しかし、2月18日に行われたアストンヴィラ戦では2度リードを許しながらも、後半アディショナルタイムの2ゴールで劇的勝利を収めており、直近のレスター戦でも勝利を納めた。そしてトーマスはこの試合で復帰を果たし、ジェズスも練習に復帰しているようだ。早くも不調から脱した感のあるアーセナルは、ファンが待ち侘びる19シーズンぶりのリーグタイトル獲得へチーム一丸となって突き進んでいくことだろう。
追走するマンチェスター勢と、優勝争いを左右する「2つの対戦」
首位のアーセナルを追走するのはマンチェスターの両勢だ。2位のマンチェスター・シティは昨季までの5シーズンで4度のリーグ制覇を成し遂げており、油断ならない相手である。ガナーズは1試合消化が少ないとはいえ、ポイント差は2とほとんどない。また得失点差ではシティがリードしていることや、直接対決がシティのホームで残っていることから順位が入れ替わる可能性は十分にある。そこでポイントとなるのがビッグ6との対戦である。直接対決を除けば両者ともリヴァプールとチェルシーとの対戦を残しており、この両クラブとの対戦の結果が今後の優勝争いに大きく影響してくるだろう。
3位マンチェスター・ユナイテッドも侮れない相手である。ユナイテッドはアーセナルと8ポイント差の3位につけているが、簡単には追いつけないように思われる。しかし“赤い悪魔”は現在絶好調で、リーグ戦の直近10試合ではアーセナルより多くの勝ち点を稼いでいる。10番を背負うマーカス・ラッシュフォードが”ワールドカップ明け以降、覚醒した姿を見せており、正真正銘のエースとして得点を量産中だ。
新戦力の躍動と劇的な逆転勝利で高まるボルテージ
そんなマンチェスター勢に肉薄されているアーセナルだが、好材料もある。それは冒頭で述べた直近のアストンヴィラ戦における逆転勝利だ。疲労からか不調気味だったブラジル代表FWマルティネッリが試合終了間際にゴールを決めたこともあり、チームの雰囲気は最高潮に達している。また今冬に獲得したベルギー代表FWトロサールやイタリア代表MFジョルジーニョの躍動も目を見張るほどだ。懸案事項だった右ウイングとアンカーの層の薄さにテコを入れ、久しぶりのリーグ優勝へ準備は整ったように思える。
「優勝へのカギ」は最終ラインすべてのポジションをこなせる冨安健洋
優勝争いに向けて順調に勝ち点を稼ぐアーセナルだが、不安材料もある。最も懸念されているのが選手たちの疲労蓄積だ。

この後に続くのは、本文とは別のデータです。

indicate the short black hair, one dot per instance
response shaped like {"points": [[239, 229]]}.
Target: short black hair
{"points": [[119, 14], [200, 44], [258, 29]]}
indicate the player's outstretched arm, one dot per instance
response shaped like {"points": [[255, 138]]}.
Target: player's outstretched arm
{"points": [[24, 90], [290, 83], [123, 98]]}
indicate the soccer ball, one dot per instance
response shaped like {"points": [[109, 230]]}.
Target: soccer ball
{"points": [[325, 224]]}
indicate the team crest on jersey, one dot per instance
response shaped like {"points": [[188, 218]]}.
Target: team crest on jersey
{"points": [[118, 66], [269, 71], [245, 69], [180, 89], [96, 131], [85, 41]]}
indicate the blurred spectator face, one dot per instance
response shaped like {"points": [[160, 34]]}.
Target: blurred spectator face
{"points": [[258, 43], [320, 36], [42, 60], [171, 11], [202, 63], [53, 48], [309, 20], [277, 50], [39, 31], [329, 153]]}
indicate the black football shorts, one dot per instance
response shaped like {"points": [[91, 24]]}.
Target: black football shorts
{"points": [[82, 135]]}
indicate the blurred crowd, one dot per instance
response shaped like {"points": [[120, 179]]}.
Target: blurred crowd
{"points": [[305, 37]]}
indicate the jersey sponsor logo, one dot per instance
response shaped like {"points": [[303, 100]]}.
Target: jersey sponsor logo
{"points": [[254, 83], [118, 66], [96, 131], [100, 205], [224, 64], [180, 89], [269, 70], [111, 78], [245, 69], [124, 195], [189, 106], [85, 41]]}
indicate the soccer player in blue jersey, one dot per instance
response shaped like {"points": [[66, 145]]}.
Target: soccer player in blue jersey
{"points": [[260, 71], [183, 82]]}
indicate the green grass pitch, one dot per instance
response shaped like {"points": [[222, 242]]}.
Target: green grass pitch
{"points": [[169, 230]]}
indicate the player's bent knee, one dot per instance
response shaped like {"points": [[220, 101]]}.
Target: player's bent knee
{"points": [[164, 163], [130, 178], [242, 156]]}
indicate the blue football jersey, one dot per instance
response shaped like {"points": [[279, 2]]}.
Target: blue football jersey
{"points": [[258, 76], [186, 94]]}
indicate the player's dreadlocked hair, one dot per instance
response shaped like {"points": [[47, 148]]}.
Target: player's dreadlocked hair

指揮官アルテタはスタメンを固定する監督であるため、特定の主力選手には疲労が溜まりやすい。実際に昨季は疲労の影響もあってシーズン最終盤に負傷者が続出し、多くの勝ち点を落とした過去がある。加えて今季は昨季と異なり、UEFAヨーロッパリーグ(EL)での戦いも控えていることから、昨年以上の過密日程が見込まれるため、怪我のリスクが高くなるだろう。
そんな中で、最終ラインのすべてのポジションを高い質で守ることのできる冨安健洋は、アーセナルにとって貴重な戦力であり、チームに万が一のアクシデントが起きた際には救世主となるかもしれない。マンチェスター・シティ戦では自身のミスもあり敗北してしまったが、日本代表DFはすでに切り替えている。アストンヴィラ戦でも安定したパフォーマンスを披露しており、現地メディアのスタメン予想にも名前があがっている。19シーズンぶりのプレミアリーグ優勝に貢献する準備が改めて整った。